Why not just ask a Mormon?

From time to time the question comes up, “If a person wants to know more about Mormonism, shouldn’t they just ask the Latter-day Saints?”

Sometimes the point is raised as a critique, as if no one else has a right to comment on Mormonism except Latter-day Saints. It’s an attempt to invalidate any outside perspective.

But every faith group has the right to evaluate other faiths and their claims from within their own specific view of truth and reality. We can show respect to others when we do so. We can also get the beliefs of others correct even as outsiders to their experience. But it is legitimate to express a different perspective. For example: if you were thinking of buying a Ford truck, would you only ask the Ford dealer? Probably not. Why not? Because you might suspect that the Ford dealer’s view of his own products might not be completely objective. The Chevy dealer’s view of Ford trucks won’t be completely objective either, but his evaluation might help you get a better idea of the issues and questions.

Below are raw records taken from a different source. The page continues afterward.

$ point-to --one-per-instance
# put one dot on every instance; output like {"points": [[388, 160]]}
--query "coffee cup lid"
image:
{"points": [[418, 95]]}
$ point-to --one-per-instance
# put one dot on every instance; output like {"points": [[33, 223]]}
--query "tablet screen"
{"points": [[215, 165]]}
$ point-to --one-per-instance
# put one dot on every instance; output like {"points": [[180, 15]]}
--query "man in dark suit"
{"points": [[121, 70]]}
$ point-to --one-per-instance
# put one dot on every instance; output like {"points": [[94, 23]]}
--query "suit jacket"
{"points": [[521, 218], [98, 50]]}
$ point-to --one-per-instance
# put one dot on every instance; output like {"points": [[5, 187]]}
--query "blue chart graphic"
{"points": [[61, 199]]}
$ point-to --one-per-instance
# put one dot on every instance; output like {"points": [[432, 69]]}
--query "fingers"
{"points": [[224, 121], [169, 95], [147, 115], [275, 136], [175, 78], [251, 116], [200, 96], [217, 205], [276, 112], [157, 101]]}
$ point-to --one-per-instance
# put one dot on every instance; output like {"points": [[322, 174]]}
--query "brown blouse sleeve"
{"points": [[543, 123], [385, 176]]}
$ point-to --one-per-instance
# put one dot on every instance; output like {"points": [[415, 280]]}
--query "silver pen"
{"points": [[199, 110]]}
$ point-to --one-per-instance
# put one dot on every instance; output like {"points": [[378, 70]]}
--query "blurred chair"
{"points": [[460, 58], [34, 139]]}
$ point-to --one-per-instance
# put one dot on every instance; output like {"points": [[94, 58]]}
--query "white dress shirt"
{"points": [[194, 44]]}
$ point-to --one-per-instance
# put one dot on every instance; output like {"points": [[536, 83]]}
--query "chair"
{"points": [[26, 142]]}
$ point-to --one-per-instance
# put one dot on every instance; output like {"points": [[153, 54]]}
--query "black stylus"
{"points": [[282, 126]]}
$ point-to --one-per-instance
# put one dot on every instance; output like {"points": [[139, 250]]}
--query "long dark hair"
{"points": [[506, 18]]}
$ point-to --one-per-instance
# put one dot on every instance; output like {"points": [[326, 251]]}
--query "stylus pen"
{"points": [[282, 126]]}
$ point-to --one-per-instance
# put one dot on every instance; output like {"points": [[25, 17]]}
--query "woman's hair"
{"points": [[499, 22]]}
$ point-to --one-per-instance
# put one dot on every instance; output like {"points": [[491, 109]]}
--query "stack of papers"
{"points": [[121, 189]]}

A couple of years ago the LDS Institute (a campus center for Mormon students) at our local college was offering a class on Protestant Christianity. I called the teacher and offered to visit the class to explain some things about Protestant Christians that Latter-day Saints would probably not understand, and to answer any questions they might have. I figured that if they wanted to learn about Protestant Christians, who better to ask than  a Christian pastor? The Institute teacher declined my offer, stating that they preferred to follow their own curriculum.

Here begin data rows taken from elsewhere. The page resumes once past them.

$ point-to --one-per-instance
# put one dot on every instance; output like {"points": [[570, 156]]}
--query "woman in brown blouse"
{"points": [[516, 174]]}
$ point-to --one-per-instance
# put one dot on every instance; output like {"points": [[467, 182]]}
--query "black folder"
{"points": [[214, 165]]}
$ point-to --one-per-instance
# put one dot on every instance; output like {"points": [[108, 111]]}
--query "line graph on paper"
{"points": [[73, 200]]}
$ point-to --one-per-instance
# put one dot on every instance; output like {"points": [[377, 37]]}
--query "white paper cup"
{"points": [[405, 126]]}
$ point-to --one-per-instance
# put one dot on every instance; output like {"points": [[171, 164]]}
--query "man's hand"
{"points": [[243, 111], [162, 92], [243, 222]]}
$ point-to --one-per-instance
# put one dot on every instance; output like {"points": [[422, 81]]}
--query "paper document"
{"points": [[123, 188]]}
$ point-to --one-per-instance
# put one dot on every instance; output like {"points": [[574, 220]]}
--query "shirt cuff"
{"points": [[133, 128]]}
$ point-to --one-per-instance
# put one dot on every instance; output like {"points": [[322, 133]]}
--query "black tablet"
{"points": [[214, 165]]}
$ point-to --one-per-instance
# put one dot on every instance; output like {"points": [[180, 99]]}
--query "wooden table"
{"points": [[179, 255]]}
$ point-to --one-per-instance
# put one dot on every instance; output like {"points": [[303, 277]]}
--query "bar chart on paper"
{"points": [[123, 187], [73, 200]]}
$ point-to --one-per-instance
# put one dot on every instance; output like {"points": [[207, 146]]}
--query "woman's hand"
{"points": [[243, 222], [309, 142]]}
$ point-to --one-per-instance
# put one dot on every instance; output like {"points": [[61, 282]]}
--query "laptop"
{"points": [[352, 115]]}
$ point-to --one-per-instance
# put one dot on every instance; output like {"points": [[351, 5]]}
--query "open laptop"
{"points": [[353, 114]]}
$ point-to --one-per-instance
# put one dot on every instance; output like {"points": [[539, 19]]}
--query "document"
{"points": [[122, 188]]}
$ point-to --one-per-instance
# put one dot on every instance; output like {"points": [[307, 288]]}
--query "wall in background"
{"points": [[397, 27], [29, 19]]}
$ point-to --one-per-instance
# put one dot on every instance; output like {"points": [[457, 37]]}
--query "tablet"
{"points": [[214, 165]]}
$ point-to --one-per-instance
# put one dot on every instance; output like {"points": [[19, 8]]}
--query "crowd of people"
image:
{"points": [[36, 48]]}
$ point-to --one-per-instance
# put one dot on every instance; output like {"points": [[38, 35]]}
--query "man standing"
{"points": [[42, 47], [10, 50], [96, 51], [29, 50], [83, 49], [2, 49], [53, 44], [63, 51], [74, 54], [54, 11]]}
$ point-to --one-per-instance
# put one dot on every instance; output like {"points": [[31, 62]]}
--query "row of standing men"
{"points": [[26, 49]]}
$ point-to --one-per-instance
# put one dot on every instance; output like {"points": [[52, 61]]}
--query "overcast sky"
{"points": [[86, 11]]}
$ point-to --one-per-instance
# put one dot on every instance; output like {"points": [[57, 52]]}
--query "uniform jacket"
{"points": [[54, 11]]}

Is there a bit of a double standard at work? Probably. But I wasn’t offended. I figured that the Mormons have the right to make sense of Protestant Christianity from their own point of view – just as I have the right to interpret Mormonism to people who share my point of view.

We should ask people about their own beliefs and values before we assume we understand them. But it is also legitimate to evaluate the beliefs and values of others in light of our own perspective on truth.